Springerplus. 2016 Aug 20;5(1):1372. doi: 10.1186/s40064-016-3007-6. eCollection 2016.

Abstract

Background: There is a high mortality in infants with right atrial isomerism (RAI). However, less is known about outcome in older children with RAI. This study sought to evaluate those patients with RAI who survived older than 3 years of age without surgical intervention.

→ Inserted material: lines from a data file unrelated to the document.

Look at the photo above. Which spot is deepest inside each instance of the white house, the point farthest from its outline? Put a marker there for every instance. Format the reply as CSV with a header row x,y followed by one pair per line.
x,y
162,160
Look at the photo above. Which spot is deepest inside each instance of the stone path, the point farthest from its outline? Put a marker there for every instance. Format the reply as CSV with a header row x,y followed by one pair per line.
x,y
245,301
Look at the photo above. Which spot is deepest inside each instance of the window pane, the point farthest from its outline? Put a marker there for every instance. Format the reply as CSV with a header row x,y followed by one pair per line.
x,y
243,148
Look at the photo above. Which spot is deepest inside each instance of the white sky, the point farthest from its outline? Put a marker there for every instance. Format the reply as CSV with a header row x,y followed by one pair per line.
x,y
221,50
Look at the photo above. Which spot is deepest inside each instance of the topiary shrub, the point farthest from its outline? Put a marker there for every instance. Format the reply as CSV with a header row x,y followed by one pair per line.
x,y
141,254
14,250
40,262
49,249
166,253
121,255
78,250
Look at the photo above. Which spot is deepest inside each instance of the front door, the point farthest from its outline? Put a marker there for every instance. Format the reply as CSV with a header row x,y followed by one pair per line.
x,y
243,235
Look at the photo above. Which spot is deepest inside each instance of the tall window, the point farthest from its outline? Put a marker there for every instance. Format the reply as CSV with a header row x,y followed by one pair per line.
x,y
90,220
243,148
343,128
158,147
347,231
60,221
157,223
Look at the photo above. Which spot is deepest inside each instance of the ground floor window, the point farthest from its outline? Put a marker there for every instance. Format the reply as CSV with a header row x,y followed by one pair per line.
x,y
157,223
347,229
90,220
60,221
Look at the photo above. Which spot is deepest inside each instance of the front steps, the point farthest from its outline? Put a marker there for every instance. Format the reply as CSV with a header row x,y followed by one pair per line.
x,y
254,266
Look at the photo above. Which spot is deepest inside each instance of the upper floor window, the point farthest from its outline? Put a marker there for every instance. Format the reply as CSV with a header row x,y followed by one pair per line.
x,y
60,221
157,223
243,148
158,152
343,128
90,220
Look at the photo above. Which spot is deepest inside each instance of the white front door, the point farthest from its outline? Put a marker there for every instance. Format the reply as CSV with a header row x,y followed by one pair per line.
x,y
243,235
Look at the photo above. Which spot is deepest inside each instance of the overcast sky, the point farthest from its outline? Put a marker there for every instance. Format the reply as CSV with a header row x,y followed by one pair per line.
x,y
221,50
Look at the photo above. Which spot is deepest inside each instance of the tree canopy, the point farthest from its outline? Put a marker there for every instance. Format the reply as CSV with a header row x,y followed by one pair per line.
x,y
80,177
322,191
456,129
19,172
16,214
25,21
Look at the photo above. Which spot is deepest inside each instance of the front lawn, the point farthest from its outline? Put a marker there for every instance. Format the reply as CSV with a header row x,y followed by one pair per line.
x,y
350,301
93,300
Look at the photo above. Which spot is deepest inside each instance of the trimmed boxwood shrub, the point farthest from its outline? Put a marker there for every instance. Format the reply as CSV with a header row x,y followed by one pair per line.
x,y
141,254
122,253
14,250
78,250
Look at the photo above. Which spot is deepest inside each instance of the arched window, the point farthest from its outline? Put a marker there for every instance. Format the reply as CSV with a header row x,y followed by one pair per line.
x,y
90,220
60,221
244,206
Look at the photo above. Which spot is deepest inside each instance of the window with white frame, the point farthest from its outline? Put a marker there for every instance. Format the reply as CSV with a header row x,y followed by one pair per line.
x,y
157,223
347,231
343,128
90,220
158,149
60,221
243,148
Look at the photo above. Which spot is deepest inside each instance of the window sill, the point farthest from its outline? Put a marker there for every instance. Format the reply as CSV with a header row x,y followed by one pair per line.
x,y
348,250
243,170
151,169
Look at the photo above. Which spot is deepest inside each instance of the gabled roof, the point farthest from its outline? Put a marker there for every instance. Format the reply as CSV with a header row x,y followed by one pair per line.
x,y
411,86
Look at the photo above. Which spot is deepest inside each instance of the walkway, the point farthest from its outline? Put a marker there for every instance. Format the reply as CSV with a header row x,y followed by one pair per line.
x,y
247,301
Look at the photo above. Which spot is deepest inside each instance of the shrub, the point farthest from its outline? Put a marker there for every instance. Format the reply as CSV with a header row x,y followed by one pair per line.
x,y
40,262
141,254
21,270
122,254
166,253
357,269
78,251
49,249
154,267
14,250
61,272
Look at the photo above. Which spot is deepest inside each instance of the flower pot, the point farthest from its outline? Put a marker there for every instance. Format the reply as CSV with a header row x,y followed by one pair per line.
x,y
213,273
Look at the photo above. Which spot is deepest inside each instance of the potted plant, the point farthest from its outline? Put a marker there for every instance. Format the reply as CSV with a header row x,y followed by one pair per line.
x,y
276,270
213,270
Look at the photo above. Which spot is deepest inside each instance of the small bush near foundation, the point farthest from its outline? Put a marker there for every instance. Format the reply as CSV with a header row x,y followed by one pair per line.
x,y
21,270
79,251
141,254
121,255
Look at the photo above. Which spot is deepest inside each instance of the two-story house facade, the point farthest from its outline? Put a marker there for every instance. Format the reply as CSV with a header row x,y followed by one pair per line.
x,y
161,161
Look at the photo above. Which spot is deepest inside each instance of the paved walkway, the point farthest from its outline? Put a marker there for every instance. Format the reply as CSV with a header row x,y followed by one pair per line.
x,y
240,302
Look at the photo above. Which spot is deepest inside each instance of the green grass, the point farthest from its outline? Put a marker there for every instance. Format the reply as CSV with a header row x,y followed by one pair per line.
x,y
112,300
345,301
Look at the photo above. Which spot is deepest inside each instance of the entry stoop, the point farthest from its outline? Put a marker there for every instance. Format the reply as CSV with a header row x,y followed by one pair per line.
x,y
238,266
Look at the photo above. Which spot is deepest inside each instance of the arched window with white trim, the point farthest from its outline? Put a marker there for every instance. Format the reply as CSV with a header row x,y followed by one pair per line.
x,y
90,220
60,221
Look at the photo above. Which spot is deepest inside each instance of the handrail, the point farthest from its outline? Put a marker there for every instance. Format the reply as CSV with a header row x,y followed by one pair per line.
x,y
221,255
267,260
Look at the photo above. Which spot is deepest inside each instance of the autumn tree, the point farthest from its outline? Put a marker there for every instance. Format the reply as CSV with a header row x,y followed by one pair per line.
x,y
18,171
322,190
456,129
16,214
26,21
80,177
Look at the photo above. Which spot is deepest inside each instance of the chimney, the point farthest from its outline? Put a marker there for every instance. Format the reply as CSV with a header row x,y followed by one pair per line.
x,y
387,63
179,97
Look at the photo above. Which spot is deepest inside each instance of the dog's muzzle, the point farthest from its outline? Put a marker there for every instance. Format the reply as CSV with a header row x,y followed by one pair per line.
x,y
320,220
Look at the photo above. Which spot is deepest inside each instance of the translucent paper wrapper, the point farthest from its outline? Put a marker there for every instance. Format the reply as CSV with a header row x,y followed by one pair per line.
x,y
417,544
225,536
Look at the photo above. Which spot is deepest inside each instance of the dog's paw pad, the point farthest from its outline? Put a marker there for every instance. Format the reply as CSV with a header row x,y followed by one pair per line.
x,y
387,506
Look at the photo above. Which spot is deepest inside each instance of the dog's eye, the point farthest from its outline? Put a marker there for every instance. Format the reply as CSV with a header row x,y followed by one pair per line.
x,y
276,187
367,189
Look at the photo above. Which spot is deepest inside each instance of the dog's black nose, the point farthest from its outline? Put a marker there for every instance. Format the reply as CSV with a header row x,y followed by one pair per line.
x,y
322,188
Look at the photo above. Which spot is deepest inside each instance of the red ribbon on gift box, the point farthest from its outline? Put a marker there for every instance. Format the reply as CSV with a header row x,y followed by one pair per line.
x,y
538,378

Results: A total of 33 consecutive patients (20 males) were enrolled in the study, mean age 6 years (range 3-32). None of the patients had surgical intervention for the RAI before age 3. Cardiac abnormalities include altered cardiac position (39 %), atrioventricular valve anomaly (87 %), single or functional single ventricle (55 %), pulmonary/subpulmonary obstruction (97 %), abnormal origin of the aorta (100 %), bilateral superior vena cava (67 %), and anomalous pulmonary venous drainage (66 %). Surgical intervention was performed after 3 years of age in 20 patients (61 %). None of them planned or had biventricular repair performed. 10 patients underwent the total cavopulmonary connection procedure, including four (40 %) who had atrioventricular valve (AVV) repair at the same time [all with common atrioventricular valve (CAVV)]. One patient died the day after the operation. A total of 69 % of patients with a CAVV had moderate or severe regurgitation, while 27 % with a single atrioventricular valve had moderate or severe regurgitation.

Conclusion: Patients with RAI who have survived to early childhood without surgical intervention have complex cardiac abnormalities. Survival after single stage total cavopulmonary connection is good but AVV repair is common.